My ticket to the presidential inauguration is colorful and in good condition. Its only flaw is that I already used it, 60 years ago at the inauguration of President Harry Truman. I shivered, along with everybody else who watched the Jan. 20 ceremonies outside the Capitol. As a journalist, I noticed that arrangements had been made for the relatively new medium of television.
I was registered at Washington’s Hamilton Hotel. It seemed like a good idea to watch some of the television coverage, so I asked for a TV set in my room. I was lucky enough to get one of the few sets available. It was wheeled in and I was charged a rental fee equal to one-half of my room rate. The room was $8 - the TV was an additional $4.
The ticket entitled me to a seat across the street from the White House reviewing stand. I think I remember - 60 years is a long time - that the parade lasted for seven hours.
It was a double-decker, with thousands of marchers on the pavement and armadas of military planes overhead.
At the time, I was the 23-year-old editor of a national labor paper, and I was gung-ho for Truman. At another time, I was a reporter on a daily published by William Randolph Hearst. My assignments included dredging up comments from advocates of Gen. Douglas MacArthur for president. I covered Richard Nixon and John F. Kennedy during their 1960 campaign visits to Hawaii, which had just become a state. I wrote Spiro Agnew’s biographical sketch for the Official Inaugural Program when he became vice president. That was before it was disclosed that his term as governor of Maryland had something in common with later Illinois disclosures.

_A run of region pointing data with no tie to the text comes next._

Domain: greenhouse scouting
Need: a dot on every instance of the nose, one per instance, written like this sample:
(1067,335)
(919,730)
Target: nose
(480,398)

While I was a journalist in Honolulu, a kid with a Kenyan dad and a Kansas mom was enrolled in a local school. After he grew up and delivered a breathtaking speech at the Democratic National Convention four years ago, I wrote a July 5, 2005 op-ed column for a Florida newspaper suggesting that Barack Obama could become president in the Lincoln mode.
I don ‘t have a ticket this time, but I have a TV set.